Um documentário sensível sobre a vida de uma grande figura brasileira, marcada por polêmicas, carisma e um talento incrível. Composto por imagens de arquivos, encenações e depoimentos de grandes artistas, o longa é um exemplo para uma boa biografia.
Rogéria, umas das maiores transformistas do Brasil, é documentada pelo estreante em longas-metragens Pedro Gui em “Rogéria, senho Astolfo Barroso Pinto“. Ela assume muito bem o seu papel também com seu nome de RG: Astolfo Barroso Pinto. Conhecemos os seus dois lados, que com o desenrolar da obra se percebe ser um só, apenas uma persona. Astolfo é Rogéria, e vice-versa, mas um deles demora mais tempo para se arrumar, como conta a personagem título gravada antes de sua morte, portanto, protagonista de seu próprio filme. Enfim, é batizada dessa forma pelos próprios fãs que durante um carnaval ecoaram: “Rogéria”
A beleza da narrativa é uma mistura de linguagens: há a ficção, o documentário e uma terceira, que é a mais intimista e ocorre quase como uma matéria jornalística. Essa última é estabelecida com uma câmera na mão que muitas vezes treme, fica sem foco, mas é bela mostrando um passeio da artista pela Zona Sul do Rio. É registrado o seu contato com as pessoas falando ou tirando fotos, apesar de algumas delas serem desconhecidas, e com outras as chama pelo nome, por já serem do convívio da cantora/atriz/maquiadora, nenhuma delas ”famosas”. Em tais sequências, somos apresentados a lugares onde se apresentava e no que foram transformados depois – um deles em uma Igreja Universal, com a qual ela afirma não ter problemas já que respeita todas as religiões.

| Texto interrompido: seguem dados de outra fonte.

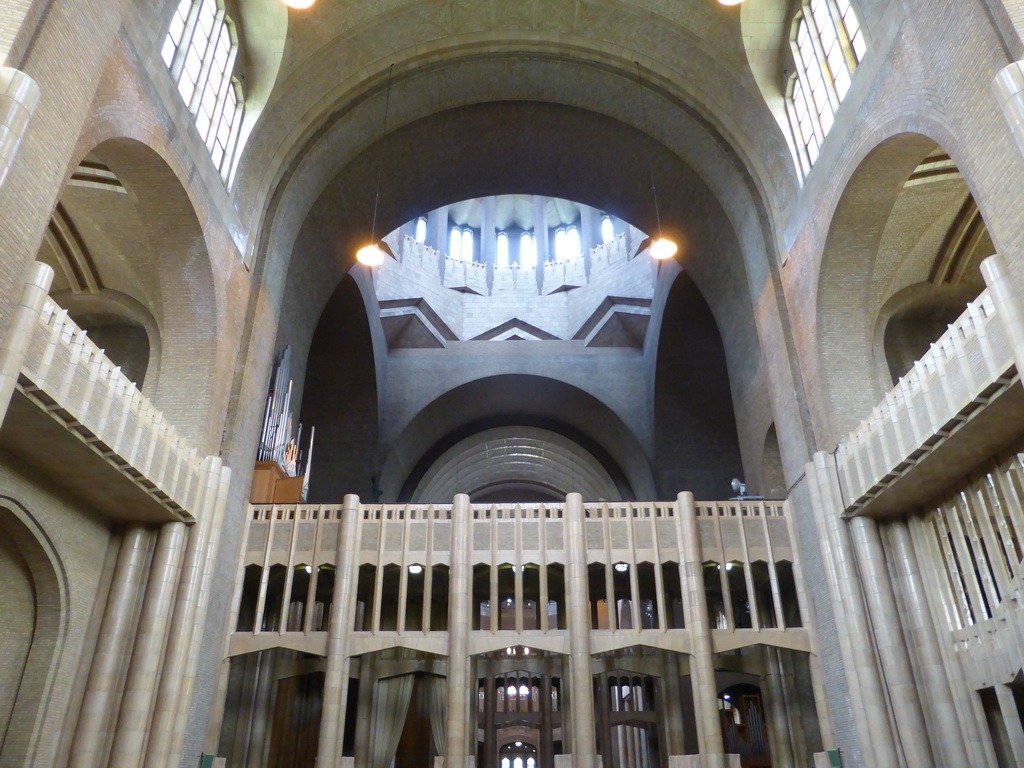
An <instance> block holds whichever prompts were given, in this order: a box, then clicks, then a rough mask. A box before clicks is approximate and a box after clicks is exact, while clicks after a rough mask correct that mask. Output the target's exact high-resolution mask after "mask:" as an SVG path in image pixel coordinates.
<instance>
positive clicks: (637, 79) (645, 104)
mask: <svg viewBox="0 0 1024 768" xmlns="http://www.w3.org/2000/svg"><path fill="white" fill-rule="evenodd" d="M633 63H635V65H636V66H637V88H639V90H640V114H641V115H643V132H644V133H645V134H647V135H648V136H649V135H650V131H649V130H648V128H647V104H646V102H645V101H644V98H643V78H641V77H640V62H639V61H634V62H633ZM644 154H645V155H646V156H647V175H648V176H649V177H650V191H651V195H653V197H654V218H655V220H656V222H657V237H658V238H660V237H662V212H660V211H659V210H658V207H657V187H656V186H654V167H653V164H652V163H651V162H650V154H649V153H644Z"/></svg>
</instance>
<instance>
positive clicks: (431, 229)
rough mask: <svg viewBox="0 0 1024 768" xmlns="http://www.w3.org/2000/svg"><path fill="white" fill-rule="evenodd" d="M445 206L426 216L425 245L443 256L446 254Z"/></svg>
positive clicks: (447, 228) (445, 223)
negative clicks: (425, 240) (425, 233)
mask: <svg viewBox="0 0 1024 768" xmlns="http://www.w3.org/2000/svg"><path fill="white" fill-rule="evenodd" d="M447 238H449V220H447V206H441V207H440V208H438V209H436V210H433V211H431V212H430V213H428V214H427V245H428V246H430V247H431V248H433V249H434V250H435V251H437V253H439V254H441V256H443V255H444V254H445V253H447Z"/></svg>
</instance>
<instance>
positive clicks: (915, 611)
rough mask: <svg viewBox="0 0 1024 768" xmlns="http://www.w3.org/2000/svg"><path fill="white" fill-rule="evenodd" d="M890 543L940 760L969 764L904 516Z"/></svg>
mask: <svg viewBox="0 0 1024 768" xmlns="http://www.w3.org/2000/svg"><path fill="white" fill-rule="evenodd" d="M888 534H889V543H890V545H891V546H892V550H893V560H894V561H895V563H896V566H897V568H898V572H899V577H900V579H901V580H902V582H903V589H902V590H901V592H902V595H903V606H904V611H903V613H902V617H903V623H904V627H905V628H906V632H907V640H908V641H909V642H910V643H911V644H912V646H913V648H914V651H915V654H916V656H918V660H919V663H920V665H919V668H920V669H921V672H922V677H923V680H922V683H923V687H924V689H925V691H926V692H927V700H928V710H929V712H930V713H931V714H932V717H933V718H934V719H935V725H936V726H937V732H936V736H937V737H938V743H937V744H936V745H937V746H938V748H939V753H940V757H941V759H942V760H941V763H944V764H945V765H947V766H950V768H951V767H952V766H958V765H970V764H971V760H970V759H969V758H968V755H967V750H966V748H965V742H966V740H967V739H966V738H965V736H964V735H963V734H962V732H961V721H959V717H958V716H957V714H956V705H955V702H954V701H953V695H952V690H951V689H950V686H949V678H948V677H947V675H946V669H945V665H944V664H943V663H942V651H941V648H940V647H939V638H938V635H937V633H936V631H935V627H936V623H935V621H934V618H933V616H932V611H931V608H929V605H928V598H927V596H926V595H927V593H926V589H927V588H926V586H925V580H924V575H923V574H922V572H921V567H920V565H919V563H918V555H916V552H915V551H914V548H913V541H912V540H911V538H910V527H909V525H907V522H906V520H897V521H895V522H892V523H890V524H889V525H888Z"/></svg>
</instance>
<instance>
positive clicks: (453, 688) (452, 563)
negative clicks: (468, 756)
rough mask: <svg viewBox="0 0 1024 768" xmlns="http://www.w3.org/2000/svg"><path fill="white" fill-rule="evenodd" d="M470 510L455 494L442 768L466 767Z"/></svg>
mask: <svg viewBox="0 0 1024 768" xmlns="http://www.w3.org/2000/svg"><path fill="white" fill-rule="evenodd" d="M472 525H473V510H472V508H471V507H470V504H469V497H468V496H466V495H465V494H458V495H457V496H456V498H455V503H454V504H453V505H452V566H451V567H452V570H451V583H450V584H451V586H450V588H449V595H450V602H449V670H447V711H446V713H445V736H444V745H445V746H444V751H445V755H444V768H467V760H466V758H467V757H468V755H469V734H470V732H471V730H472V731H473V732H474V733H475V727H474V728H473V729H471V728H470V719H469V691H470V687H471V686H470V685H469V632H470V630H471V629H472V624H471V621H472V601H473V568H472V565H471V563H470V560H471V551H472V546H473V539H472Z"/></svg>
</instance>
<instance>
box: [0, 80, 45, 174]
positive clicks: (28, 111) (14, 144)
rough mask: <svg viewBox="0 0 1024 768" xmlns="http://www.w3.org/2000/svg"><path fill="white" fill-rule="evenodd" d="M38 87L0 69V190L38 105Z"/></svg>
mask: <svg viewBox="0 0 1024 768" xmlns="http://www.w3.org/2000/svg"><path fill="white" fill-rule="evenodd" d="M39 96H40V91H39V86H38V85H37V84H36V81H35V80H33V79H32V78H31V77H29V76H28V75H26V74H25V73H24V72H22V71H20V70H15V69H12V68H10V67H0V186H2V185H3V181H4V179H5V178H6V177H7V171H9V170H10V167H11V165H12V164H13V162H14V155H15V154H16V153H17V145H18V144H19V143H22V138H23V137H24V136H25V134H26V132H27V131H28V130H29V121H30V120H31V119H32V114H33V113H34V112H35V111H36V106H38V105H39Z"/></svg>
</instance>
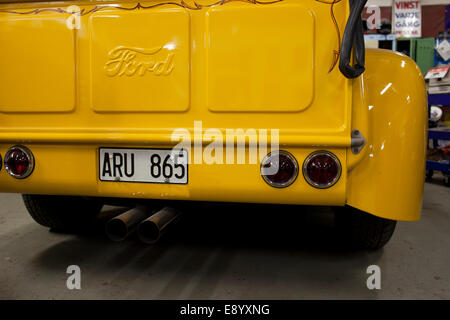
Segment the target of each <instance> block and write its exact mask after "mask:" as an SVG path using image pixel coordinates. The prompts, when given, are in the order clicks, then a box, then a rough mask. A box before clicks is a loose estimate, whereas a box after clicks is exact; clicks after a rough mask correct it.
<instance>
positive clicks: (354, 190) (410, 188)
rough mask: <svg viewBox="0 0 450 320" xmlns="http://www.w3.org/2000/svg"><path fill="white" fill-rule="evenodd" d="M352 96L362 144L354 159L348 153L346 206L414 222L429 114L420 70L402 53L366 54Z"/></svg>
mask: <svg viewBox="0 0 450 320" xmlns="http://www.w3.org/2000/svg"><path fill="white" fill-rule="evenodd" d="M353 97H354V98H353V112H352V129H353V130H354V129H358V130H360V131H361V132H362V133H363V135H364V136H365V138H366V141H367V143H366V145H365V147H364V149H363V150H362V152H361V153H360V154H358V155H354V154H353V153H352V151H351V150H350V149H349V150H348V156H347V159H348V167H349V173H348V185H347V199H346V203H347V204H348V205H350V206H352V207H355V208H357V209H360V210H363V211H366V212H369V213H371V214H373V215H376V216H379V217H382V218H387V219H392V220H404V221H415V220H419V218H420V213H421V208H422V195H423V187H424V178H425V159H426V145H427V114H428V112H427V95H426V88H425V82H424V79H423V76H422V74H421V72H420V69H419V68H418V66H417V64H416V63H415V62H414V61H413V60H411V59H410V58H408V57H407V56H405V55H402V54H399V53H395V52H392V51H387V50H367V51H366V71H365V73H364V76H363V77H360V79H359V80H355V81H354V84H353Z"/></svg>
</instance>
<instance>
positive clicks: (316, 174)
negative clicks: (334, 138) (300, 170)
mask: <svg viewBox="0 0 450 320" xmlns="http://www.w3.org/2000/svg"><path fill="white" fill-rule="evenodd" d="M303 176H304V177H305V179H306V181H308V183H309V184H310V185H312V186H313V187H316V188H322V189H323V188H329V187H331V186H332V185H334V184H335V183H336V182H337V181H338V180H339V177H340V176H341V163H340V162H339V159H338V158H337V157H336V156H335V155H334V154H332V153H331V152H328V151H317V152H314V153H312V154H310V155H309V156H308V158H306V160H305V162H304V164H303Z"/></svg>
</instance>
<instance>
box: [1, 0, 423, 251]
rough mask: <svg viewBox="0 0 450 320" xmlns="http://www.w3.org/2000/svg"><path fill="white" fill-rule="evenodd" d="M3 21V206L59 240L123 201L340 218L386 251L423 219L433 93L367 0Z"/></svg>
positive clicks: (111, 5)
mask: <svg viewBox="0 0 450 320" xmlns="http://www.w3.org/2000/svg"><path fill="white" fill-rule="evenodd" d="M12 2H13V3H1V4H0V44H1V50H0V156H1V157H2V169H0V192H12V193H21V194H24V196H23V197H24V201H25V204H26V206H27V208H28V210H29V212H30V214H31V216H32V217H33V218H34V219H35V220H36V221H37V222H38V223H40V224H42V225H44V226H48V227H54V228H57V227H74V226H78V227H85V226H87V225H88V224H89V223H90V222H91V221H92V220H93V219H94V218H95V217H96V215H97V214H98V213H99V211H100V209H101V207H102V205H103V204H104V203H105V202H106V201H107V199H114V198H121V199H130V200H133V199H158V200H168V201H169V200H170V201H175V200H180V201H211V202H246V203H272V204H274V203H275V204H292V205H324V206H333V207H336V208H337V209H338V210H337V212H336V222H337V225H338V226H339V228H342V231H343V234H344V235H345V236H346V238H347V239H348V240H349V241H350V243H351V244H352V245H354V246H357V247H362V248H369V249H377V248H381V247H382V246H384V244H386V242H387V241H388V240H389V239H390V237H391V235H392V233H393V231H394V228H395V225H396V221H398V220H400V221H416V220H418V219H419V218H420V213H421V202H422V193H423V180H424V177H425V151H426V143H427V135H426V130H427V103H426V91H425V83H424V80H423V77H422V74H421V72H420V70H419V68H418V67H417V65H416V64H415V63H414V62H413V61H412V60H411V59H409V58H408V57H406V56H404V55H401V54H399V53H396V52H391V51H386V50H375V49H371V50H365V49H364V42H363V34H362V22H361V11H362V9H363V7H364V5H365V3H366V1H364V0H351V1H347V0H259V1H258V0H170V1H169V0H149V1H143V2H137V1H128V0H117V1H109V0H107V1H95V0H92V1H82V0H79V1H59V2H27V1H26V2H20V1H14V0H13V1H12Z"/></svg>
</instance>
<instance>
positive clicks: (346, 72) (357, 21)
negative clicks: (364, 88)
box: [339, 0, 367, 79]
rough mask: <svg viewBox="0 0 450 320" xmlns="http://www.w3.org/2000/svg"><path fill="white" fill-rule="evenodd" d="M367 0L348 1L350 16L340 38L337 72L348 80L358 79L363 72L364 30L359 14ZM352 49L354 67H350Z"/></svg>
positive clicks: (351, 54)
mask: <svg viewBox="0 0 450 320" xmlns="http://www.w3.org/2000/svg"><path fill="white" fill-rule="evenodd" d="M366 3H367V0H350V16H349V17H348V20H347V25H346V26H345V32H344V36H343V38H342V45H341V55H340V60H339V70H341V72H342V74H343V75H344V76H345V77H346V78H349V79H354V78H357V77H359V76H360V75H361V74H362V73H363V72H364V70H365V68H364V65H365V49H366V48H365V46H364V28H363V24H362V19H361V13H362V11H363V9H364V6H365V4H366ZM352 48H353V49H354V53H355V60H356V63H355V65H353V66H352V65H350V59H351V56H352Z"/></svg>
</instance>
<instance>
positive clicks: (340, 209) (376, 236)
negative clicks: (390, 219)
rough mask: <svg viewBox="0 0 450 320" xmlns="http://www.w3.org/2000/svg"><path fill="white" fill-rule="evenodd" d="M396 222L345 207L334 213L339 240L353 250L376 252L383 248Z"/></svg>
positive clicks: (350, 207)
mask: <svg viewBox="0 0 450 320" xmlns="http://www.w3.org/2000/svg"><path fill="white" fill-rule="evenodd" d="M396 224H397V221H395V220H389V219H384V218H380V217H377V216H374V215H372V214H369V213H367V212H364V211H361V210H358V209H355V208H352V207H349V206H346V207H342V208H337V209H336V211H335V226H336V228H337V231H338V234H339V236H340V239H341V240H342V241H343V243H344V244H345V245H346V246H349V247H350V248H353V249H369V250H376V249H380V248H382V247H384V246H385V245H386V243H388V241H389V240H390V239H391V237H392V234H393V233H394V230H395V226H396Z"/></svg>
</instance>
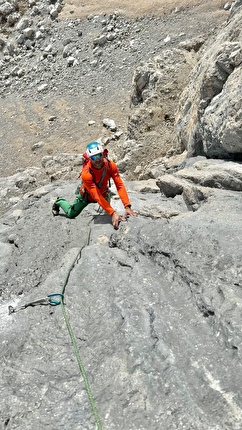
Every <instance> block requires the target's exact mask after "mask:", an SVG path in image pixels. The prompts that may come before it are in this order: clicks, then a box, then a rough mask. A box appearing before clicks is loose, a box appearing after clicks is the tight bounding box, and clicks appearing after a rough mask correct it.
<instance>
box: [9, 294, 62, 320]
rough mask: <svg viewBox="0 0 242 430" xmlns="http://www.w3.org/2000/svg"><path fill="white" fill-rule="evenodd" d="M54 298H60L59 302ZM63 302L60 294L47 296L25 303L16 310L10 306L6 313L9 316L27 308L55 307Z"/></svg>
mask: <svg viewBox="0 0 242 430" xmlns="http://www.w3.org/2000/svg"><path fill="white" fill-rule="evenodd" d="M54 297H60V298H61V300H56V299H54ZM63 300H64V295H63V294H61V293H53V294H48V296H47V297H44V298H43V299H38V300H34V301H33V302H28V303H25V304H24V305H21V306H18V307H16V308H14V307H13V306H11V305H10V306H9V307H8V312H9V315H10V314H13V313H14V312H18V311H20V310H21V309H25V308H27V307H28V306H37V305H51V306H57V305H60V304H61V302H62V301H63Z"/></svg>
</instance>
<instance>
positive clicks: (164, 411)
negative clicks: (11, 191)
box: [0, 160, 242, 430]
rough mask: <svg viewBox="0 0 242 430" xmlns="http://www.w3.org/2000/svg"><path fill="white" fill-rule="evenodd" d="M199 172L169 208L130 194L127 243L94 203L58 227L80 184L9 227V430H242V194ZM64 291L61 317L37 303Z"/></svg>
mask: <svg viewBox="0 0 242 430" xmlns="http://www.w3.org/2000/svg"><path fill="white" fill-rule="evenodd" d="M203 163H204V161H202V160H197V165H196V166H193V167H192V168H191V169H192V171H193V173H192V175H193V178H194V179H195V177H196V175H195V173H194V170H196V167H197V168H198V167H199V166H200V169H202V167H203ZM187 169H188V168H187ZM185 171H186V170H185ZM200 171H201V170H200ZM197 172H198V173H199V169H197ZM192 175H190V177H188V176H189V175H188V172H187V174H186V175H185V174H184V175H183V176H184V177H183V178H180V179H179V180H180V183H181V182H182V181H183V184H182V187H183V192H180V191H181V190H180V191H179V192H176V193H174V195H173V196H172V197H166V196H165V194H164V193H163V190H164V188H162V187H161V185H160V188H161V189H162V193H160V190H159V187H157V186H156V184H155V181H154V180H149V181H143V182H142V181H139V182H130V183H127V188H128V191H129V194H130V197H131V201H132V205H133V207H134V209H136V210H137V211H138V217H137V218H133V219H129V220H128V222H123V223H122V224H121V227H120V230H119V231H117V232H114V230H113V229H112V226H111V224H110V219H109V217H108V216H106V215H103V214H102V215H100V214H99V213H98V212H97V208H96V207H95V206H90V207H88V208H87V209H86V210H85V211H84V212H83V213H82V215H80V216H79V217H78V218H77V219H75V220H68V219H67V218H65V217H62V216H59V217H56V218H53V217H52V215H51V211H50V208H51V203H52V201H53V199H54V197H55V196H56V195H57V194H58V195H65V196H69V197H70V198H71V196H72V194H73V190H74V189H75V185H76V183H66V182H57V183H55V184H51V185H48V186H45V187H43V188H42V189H39V192H38V193H37V192H35V193H34V194H33V195H32V196H29V197H28V198H25V199H24V200H22V201H21V202H19V203H17V204H16V205H15V206H14V207H13V208H12V209H11V210H10V211H9V212H7V213H6V214H5V215H4V216H3V217H2V218H1V223H0V256H1V265H0V270H1V306H0V313H1V326H2V330H1V334H0V340H1V375H2V376H1V395H2V404H1V426H2V428H3V429H12V428H18V429H20V430H23V429H25V430H26V429H29V430H30V429H32V428H33V427H34V426H36V423H38V428H39V429H40V430H44V429H45V428H47V427H48V428H50V429H53V430H54V429H56V428H57V427H58V428H62V427H63V428H73V429H90V430H92V429H95V428H98V429H101V428H103V429H113V428H115V429H120V430H123V429H129V430H132V429H133V430H136V429H137V428H142V429H145V430H146V429H151V430H157V428H162V429H166V430H170V429H172V428H173V429H186V430H190V429H191V428H196V429H197V430H207V429H218V430H219V429H221V428H223V429H225V430H231V429H233V430H238V429H239V428H240V426H241V422H242V409H241V404H240V389H241V381H242V365H241V343H242V334H241V305H240V302H241V282H242V278H241V276H242V274H241V258H242V255H241V239H240V238H241V235H242V231H241V210H242V199H241V193H240V192H236V191H229V190H226V189H214V188H213V189H212V188H211V187H210V188H209V187H208V186H207V187H204V186H203V187H202V186H201V185H198V184H194V183H193V184H192V181H191V176H192ZM177 180H178V179H177ZM171 182H172V181H171ZM184 184H185V185H184ZM195 189H196V190H197V196H198V201H199V202H200V204H199V205H198V204H197V203H198V201H197V202H195V201H193V200H192V195H194V190H195ZM200 189H202V190H203V197H204V198H201V196H202V193H201V192H200V194H199V190H200ZM189 191H190V192H189ZM189 199H190V200H189ZM188 200H189V204H188ZM113 204H114V206H115V208H116V209H117V210H118V211H120V212H121V211H122V209H121V207H120V203H119V200H118V199H117V197H116V195H114V201H113ZM195 204H197V206H196V207H195V206H194V205H195ZM53 293H55V294H60V293H64V303H65V305H64V307H62V305H59V306H50V305H48V300H46V301H45V302H44V303H45V306H44V305H43V302H42V304H41V303H40V304H38V303H37V304H36V305H35V306H34V303H33V302H35V301H36V300H39V299H42V298H45V297H47V296H48V295H49V294H53ZM55 299H56V300H60V296H55ZM31 303H33V305H32V306H31ZM9 306H10V310H15V312H13V313H10V314H9ZM62 310H63V312H64V313H62ZM68 327H69V328H68ZM68 330H69V332H70V333H71V337H69V334H68ZM73 346H74V349H73ZM87 384H88V385H87Z"/></svg>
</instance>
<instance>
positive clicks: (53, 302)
mask: <svg viewBox="0 0 242 430" xmlns="http://www.w3.org/2000/svg"><path fill="white" fill-rule="evenodd" d="M56 296H58V297H60V298H61V300H55V299H52V298H51V297H56ZM47 297H48V298H49V304H50V305H52V306H57V305H60V304H61V303H63V301H64V294H62V293H53V294H48V296H47Z"/></svg>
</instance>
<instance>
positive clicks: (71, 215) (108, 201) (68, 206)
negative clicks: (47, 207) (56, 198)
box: [55, 193, 111, 218]
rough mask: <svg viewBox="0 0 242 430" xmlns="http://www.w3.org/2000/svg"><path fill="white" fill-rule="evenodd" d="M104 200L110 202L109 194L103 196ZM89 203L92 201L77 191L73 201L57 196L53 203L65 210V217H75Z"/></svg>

Contudo, é claro que nas entrevistas individuais, gravados no post mortem, grandes nomes surgem. Jô Soares, Bibi Ferreira, Agnaldo da Silva e Betty Faria são de extrema importância, pois são através deles que pintamos seu retrato. Outro grupo importante é o da família biológica, porque conseguem dar o panorama de como a estrela cresceu e como foi a infância do até então somente Astolfo, ” o mariquinha”. Nesse momento, a entrada da ficção para a encenação de pequenas esquetes ilustrativas revela a interpretação como fragilidade do filme. O elenco é fraco e os diálogos nada naturais, destoando totalmente da parte “documentada” e jornalística e criando um paradoxo: o que se é contado é incrível e o encenado não faz jus à história.
O núcleo de maior destaque é o dos personagens entrevistados que ascenderam com a artista, e dentre elas, a estrela é Jane di Castro. A coadjuvante conta histórias tão originais e de forma tão detalhada que nos fazem imergir e sentir como se estivéssemos presentes. Então, o espectador faz uma viagem no tempo até 1960/1970, quando elas sofriam com a perseguição da ditadura militar e estavam verdadeiramente à frente do seu tempo; passavam pela TV Manchete (melhor cena ficcional, que possui um dinâmico plano sequência); e terminavam ainda na década da finalização das filmagens, com seus shows e participações mais que especiais nas novelas. Aqui, não há meias-palavras e nem medo de chocar o público – Jane não é censurada e narra até uma história em que Rogéria a incentivou a fazer sexo oral (no filme é falada outra expressão) em um segurança de teatro para que elas pudessem entrar. Há, inclusive, uma passagem que fala apenas da vida sexual da celebridade.
Há belos momentos onde ela canta, fazendo pequenas encenações de diálogos ocorridos durante sua trajetória, sempre de forma espalhafatosa e alegre. O início de seu percurso foi como uma simples maquiadora, que depois entrou para um show de Travestis e teve carreira internacional até se tornar como se autodenominava: o travesti da família brasileira.
Portanto, o longa pode ser considerado uma linda homenagem àquela que partiu, que provavelmente estaria muito satisfeita e honrada com o resultado. Com um belo e sensível roteiro, uma montagem dinâmica e personagens relevantes, a eternização da personagem é um excelente produto cinematográfico.